Leur chair est en effet jugée excellente bien que sa consommation puisse causer des cas de ciguatera, une grave intoxication liée à certaines espèces venimeuses qui peuvent figurer dans leur régime alimentaire.

Lachnolaimus maximus

Un mâle majestueux qui a eu la chance de vieillir. Ils peuvent atteindre exceptionnellement une longueur de 91 cm et possèdent un harem où ils se reproduisent en groupe © Allison & Carlos Estape

Des élevages sécurisés sont donc apparus pour approvisionner les restaurants et protéger l’espèce.

Aux États-Unis, à l’extérieur des réserves aussi, sa chasse avec des bouteilles de plongée est interdite et on ne peut pas en pêcher plus de 5 par jour avec une canne.

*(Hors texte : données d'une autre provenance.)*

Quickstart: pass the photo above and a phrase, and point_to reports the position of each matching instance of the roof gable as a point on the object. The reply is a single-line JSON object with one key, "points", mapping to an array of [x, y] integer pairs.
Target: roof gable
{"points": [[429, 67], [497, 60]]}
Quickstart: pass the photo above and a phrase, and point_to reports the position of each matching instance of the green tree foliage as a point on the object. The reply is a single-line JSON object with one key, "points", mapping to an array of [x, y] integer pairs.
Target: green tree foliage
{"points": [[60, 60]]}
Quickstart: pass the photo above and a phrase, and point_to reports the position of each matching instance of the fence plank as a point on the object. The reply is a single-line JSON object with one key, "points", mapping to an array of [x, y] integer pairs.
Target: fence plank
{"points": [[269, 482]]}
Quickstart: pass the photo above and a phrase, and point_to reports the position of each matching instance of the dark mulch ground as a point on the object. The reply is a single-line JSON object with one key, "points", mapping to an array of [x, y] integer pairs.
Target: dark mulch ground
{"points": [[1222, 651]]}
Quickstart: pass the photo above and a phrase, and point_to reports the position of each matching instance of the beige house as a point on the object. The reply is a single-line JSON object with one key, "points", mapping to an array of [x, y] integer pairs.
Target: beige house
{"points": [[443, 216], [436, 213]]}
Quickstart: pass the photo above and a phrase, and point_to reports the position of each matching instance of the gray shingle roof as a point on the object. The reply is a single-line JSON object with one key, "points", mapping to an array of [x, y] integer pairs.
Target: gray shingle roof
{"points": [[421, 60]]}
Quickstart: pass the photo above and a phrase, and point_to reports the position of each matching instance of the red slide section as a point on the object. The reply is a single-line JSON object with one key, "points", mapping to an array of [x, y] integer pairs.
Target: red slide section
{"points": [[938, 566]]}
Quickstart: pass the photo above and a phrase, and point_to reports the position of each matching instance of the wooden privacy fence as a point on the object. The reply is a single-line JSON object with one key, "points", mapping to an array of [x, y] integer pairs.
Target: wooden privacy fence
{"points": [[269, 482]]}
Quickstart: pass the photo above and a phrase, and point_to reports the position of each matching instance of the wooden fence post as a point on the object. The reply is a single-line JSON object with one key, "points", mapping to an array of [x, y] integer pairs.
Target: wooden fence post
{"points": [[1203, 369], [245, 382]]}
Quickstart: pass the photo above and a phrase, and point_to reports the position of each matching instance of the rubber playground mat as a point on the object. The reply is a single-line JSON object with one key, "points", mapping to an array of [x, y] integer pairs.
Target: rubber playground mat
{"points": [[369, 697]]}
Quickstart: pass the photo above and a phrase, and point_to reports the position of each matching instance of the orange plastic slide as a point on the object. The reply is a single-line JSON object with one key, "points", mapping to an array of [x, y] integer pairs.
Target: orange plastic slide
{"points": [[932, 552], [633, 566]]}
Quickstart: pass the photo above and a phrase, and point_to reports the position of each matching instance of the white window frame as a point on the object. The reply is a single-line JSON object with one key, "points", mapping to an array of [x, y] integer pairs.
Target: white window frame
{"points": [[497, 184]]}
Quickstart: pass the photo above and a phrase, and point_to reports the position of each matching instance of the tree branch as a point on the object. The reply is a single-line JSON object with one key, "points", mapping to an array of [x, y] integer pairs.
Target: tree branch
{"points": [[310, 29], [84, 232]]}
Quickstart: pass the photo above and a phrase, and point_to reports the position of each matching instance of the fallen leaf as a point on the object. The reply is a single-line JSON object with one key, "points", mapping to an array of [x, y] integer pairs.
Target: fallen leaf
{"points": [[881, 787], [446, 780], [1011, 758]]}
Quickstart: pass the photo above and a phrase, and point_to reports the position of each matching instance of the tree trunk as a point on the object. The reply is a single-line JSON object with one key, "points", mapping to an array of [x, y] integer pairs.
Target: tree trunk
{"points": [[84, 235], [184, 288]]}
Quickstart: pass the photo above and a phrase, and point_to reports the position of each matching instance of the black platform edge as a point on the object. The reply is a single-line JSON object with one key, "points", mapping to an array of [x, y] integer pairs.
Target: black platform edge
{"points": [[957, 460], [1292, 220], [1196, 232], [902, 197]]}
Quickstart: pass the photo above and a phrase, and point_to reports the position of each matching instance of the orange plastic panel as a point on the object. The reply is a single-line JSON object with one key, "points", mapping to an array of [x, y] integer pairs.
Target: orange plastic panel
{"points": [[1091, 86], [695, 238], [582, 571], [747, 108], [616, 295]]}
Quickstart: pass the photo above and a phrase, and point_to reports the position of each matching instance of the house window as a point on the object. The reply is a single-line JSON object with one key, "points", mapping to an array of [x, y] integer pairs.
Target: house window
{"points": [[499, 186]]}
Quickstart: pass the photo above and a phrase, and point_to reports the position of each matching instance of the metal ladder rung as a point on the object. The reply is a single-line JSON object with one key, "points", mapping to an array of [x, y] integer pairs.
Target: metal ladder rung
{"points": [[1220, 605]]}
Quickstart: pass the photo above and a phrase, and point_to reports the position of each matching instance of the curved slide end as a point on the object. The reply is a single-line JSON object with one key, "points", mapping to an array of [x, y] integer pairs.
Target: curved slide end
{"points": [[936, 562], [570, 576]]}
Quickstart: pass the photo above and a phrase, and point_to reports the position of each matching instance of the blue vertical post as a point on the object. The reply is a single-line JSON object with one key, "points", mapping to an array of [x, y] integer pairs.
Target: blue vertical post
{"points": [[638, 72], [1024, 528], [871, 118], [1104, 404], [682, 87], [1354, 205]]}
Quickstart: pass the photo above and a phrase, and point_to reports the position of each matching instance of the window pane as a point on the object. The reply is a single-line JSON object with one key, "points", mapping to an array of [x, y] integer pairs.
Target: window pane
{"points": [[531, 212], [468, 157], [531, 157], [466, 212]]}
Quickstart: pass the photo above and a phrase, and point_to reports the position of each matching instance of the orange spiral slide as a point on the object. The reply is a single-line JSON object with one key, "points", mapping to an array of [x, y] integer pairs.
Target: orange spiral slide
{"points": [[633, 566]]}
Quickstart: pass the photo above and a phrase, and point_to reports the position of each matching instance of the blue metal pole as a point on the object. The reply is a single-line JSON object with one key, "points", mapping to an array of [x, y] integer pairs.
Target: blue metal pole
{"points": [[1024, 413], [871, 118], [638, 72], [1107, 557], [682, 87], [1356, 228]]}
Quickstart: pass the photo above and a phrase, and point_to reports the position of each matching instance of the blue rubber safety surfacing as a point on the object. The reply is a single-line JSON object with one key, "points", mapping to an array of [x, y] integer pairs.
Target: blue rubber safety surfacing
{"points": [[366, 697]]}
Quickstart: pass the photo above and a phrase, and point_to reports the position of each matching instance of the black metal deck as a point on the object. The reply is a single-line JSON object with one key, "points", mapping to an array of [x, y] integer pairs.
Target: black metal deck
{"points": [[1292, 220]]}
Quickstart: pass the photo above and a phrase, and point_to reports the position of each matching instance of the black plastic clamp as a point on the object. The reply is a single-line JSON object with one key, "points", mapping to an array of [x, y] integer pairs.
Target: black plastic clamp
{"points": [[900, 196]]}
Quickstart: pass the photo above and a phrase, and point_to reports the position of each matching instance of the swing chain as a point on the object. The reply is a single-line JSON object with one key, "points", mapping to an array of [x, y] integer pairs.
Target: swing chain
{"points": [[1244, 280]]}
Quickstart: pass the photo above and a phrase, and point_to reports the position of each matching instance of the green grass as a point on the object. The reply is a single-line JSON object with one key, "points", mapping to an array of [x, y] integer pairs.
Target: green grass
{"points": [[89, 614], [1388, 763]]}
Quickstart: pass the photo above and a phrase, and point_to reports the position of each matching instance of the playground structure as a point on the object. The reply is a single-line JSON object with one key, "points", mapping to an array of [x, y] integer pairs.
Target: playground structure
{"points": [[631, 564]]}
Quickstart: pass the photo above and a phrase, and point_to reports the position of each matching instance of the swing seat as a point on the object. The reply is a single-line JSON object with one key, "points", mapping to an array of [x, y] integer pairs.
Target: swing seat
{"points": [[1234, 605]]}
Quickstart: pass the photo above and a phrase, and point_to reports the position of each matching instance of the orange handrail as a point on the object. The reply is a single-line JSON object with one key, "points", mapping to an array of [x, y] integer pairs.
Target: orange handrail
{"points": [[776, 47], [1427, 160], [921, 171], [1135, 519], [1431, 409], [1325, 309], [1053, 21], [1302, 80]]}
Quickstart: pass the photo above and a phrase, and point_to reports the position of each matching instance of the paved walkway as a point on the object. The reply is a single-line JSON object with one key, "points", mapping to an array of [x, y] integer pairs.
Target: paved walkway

Dans tous les cas seule la capture de spécimens de moins de 30,5 cm de long est autorisée,  ceux qui sont plus gros étant à juste raison préservés en vue de la reproduction.

Lachnolaimus maximus

Œufs et larves sont pélagiques. Les juvéniles se révélent déjà d’habiles transformistes comme les adultes mais leurs 3 premiers rayons dorsaux sont beaucoup plus courts © Allison & Carlos Estape

Malgré cela les effectifs ont encore chuté suivant les secteurs de 30 à 60 %. Dans certains endroits ces poissons sont désormais un souvenir du passé.

L’indice de vulnérabilité de cette espèce était déjà très élevé fin 2021 et s’établissait à 67 sur une échelle de 100.